Ausstellung über digitale Welten:Wohnzimmer der Zukunft

Es geht um moderne Medien, Pornos und die unerfindliche Angst, in der virtuellen Welt etwas zu verpassen: Das Deutsche Museum zeigt in einer Ausstellung, wie neue Technik den Alltag verändert und wie Wohnen in der Zukunft aussehen wird.

Martina Scherf

Sonderaustellung "@Home -Unsere Gesellschaft im Digitalen Zeitalter" im Deutschen Museum.

Sonderaustellung "@Home -Unsere Gesellschaft im Digitalen Zeitalter" im Deutschen Museum.

(Foto: Stephan Rumpf)

Eine Ausstellung über digitale Welten, die Oma und Enkel gleichermaßen verstehen? In der beide noch etwas lernen können - kann so etwas funktionieren? Die Kuratoren vom Stapferhaus in Lenzburg bei Zürich haben den Spagat geschafft. "@Home" heißt ihr sehenswertes Museumsprojekt, das in der Schweiz großes Echo hervorgerufen hat und nun als digitales Wohnzimmer im Deutschen Museum aufgebaut wurde. Es geht darin nicht - wie sonst im Museum - um die Frage, wie die neue Technik funktioniert, sondern wie wir damit umgehen.

Sechs Personen berichten in Filmbeiträgen, wie moderne Medien ihren Alltag prägen. Da ist Steve, 42 Jahre alt, von Beruf Medienpädagoge. Aber nicht als solcher tritt er hier auf, sondern als Nerd. Von Kind an war er fasziniert von Fantasy-Welten und Computerspielen, erzählt er. Obwohl er von seinem Beruf die Suchtgefahr kennt, ist er immer mehr der Faszination der "World of Warcraft" erlegen.

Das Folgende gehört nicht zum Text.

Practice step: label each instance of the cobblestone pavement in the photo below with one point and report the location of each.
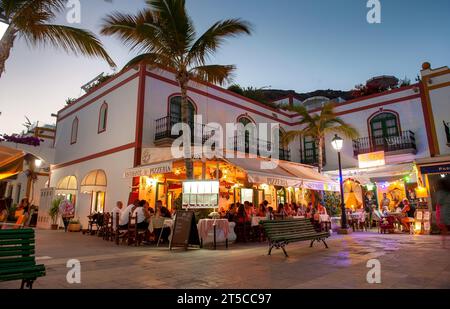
(407, 261)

"Wenn du einige Zeit offline bist, hast du das Gefühl, etwas zu verpassen, dann sind die anderen schon weiter, haben neue Szenen erschaffen, mehr Ansehen und mehr Geld gewonnen, also willst du immer öfter dabei sein. Es gab Tage, da habe ich 14 Stunden gespielt", sagt der Schweizer, während der Besucher in der Dunkelkabine sitzt und auf Großbildschirm selbst in die magischen Bilder der Drachen und Krieger eintaucht.

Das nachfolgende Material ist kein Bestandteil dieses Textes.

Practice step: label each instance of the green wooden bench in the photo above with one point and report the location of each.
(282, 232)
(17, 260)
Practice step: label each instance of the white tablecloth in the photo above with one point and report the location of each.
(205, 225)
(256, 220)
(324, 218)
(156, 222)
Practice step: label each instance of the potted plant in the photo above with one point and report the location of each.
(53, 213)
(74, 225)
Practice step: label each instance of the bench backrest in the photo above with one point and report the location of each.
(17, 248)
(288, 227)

Ein Mädchen erzählt, warum es nicht mehr ohne Handy leben kann, ein Junge, wie an seiner Schule Laptops im Unterricht eingesetzt werden. Mit einem Teenager kann man bei "Ego-Shooter" in einen Krieg nach US-amerikanischer Manier eintauchen, echt bis zu den Blutspritzern auf der Kameralinse - und sich nebenbei von dem Spieler erklären lassen, warum so etwas Fingerspitzengefühl und Taktikvermögen fördert.

Eine Sofa-Landschaft lädt nach diesen Begegnungen zum Ausruhen ein, man kann dort Familienangehörige, Freunde und Lehrer der Sechs "anrufen". Sie berichten aus unterschiedlichen Perspektiven von ihren Erfahrungen mit dem Medienkonsum ihres Ehemannes, ihrer Tochter, Schülerin.

Digital Natives sehen alles entspannter

Es geht nicht um Sinn oder Unsinn der neuen Medien, die ohnehin nicht mehr aus dem Alltag wegzudenken sind. Es geht um den bewussten Umgang mit ihren Chancen und Risiken. Auf iPads können Besucher ihre eigene Meinung mit anderen vergleichen: Sollte ein Zehnjähriger ein Handy haben? Sollte eine Zwölfjährige allein zuhause am Internet hängen dürfen? Die Antworten sind geteilt in "digital natives" und "digital immigrants" - natürlich sehen die Natives, also mit dem Internet Aufgewachsenen, diese Fragen meist entspannter.

Auch im "Forum", wo die Experten - Psychologen, Pädagogen, Kulturwissenschaftler - zu Wort kommen, gibt es oft erstaunliche und zum Teil widersprüchliche Antworten. Auf die Frage "Gibt es eine Generation Porno?" zitiert ein Wissenschaftler eine kanadische Studie, wonach die Mehrheit der Teenager angab, weniger das Internet, als vielmehr die eigenen Eltern seien für sie richtungsweisend im Umgang mit dem anderen Geschlecht.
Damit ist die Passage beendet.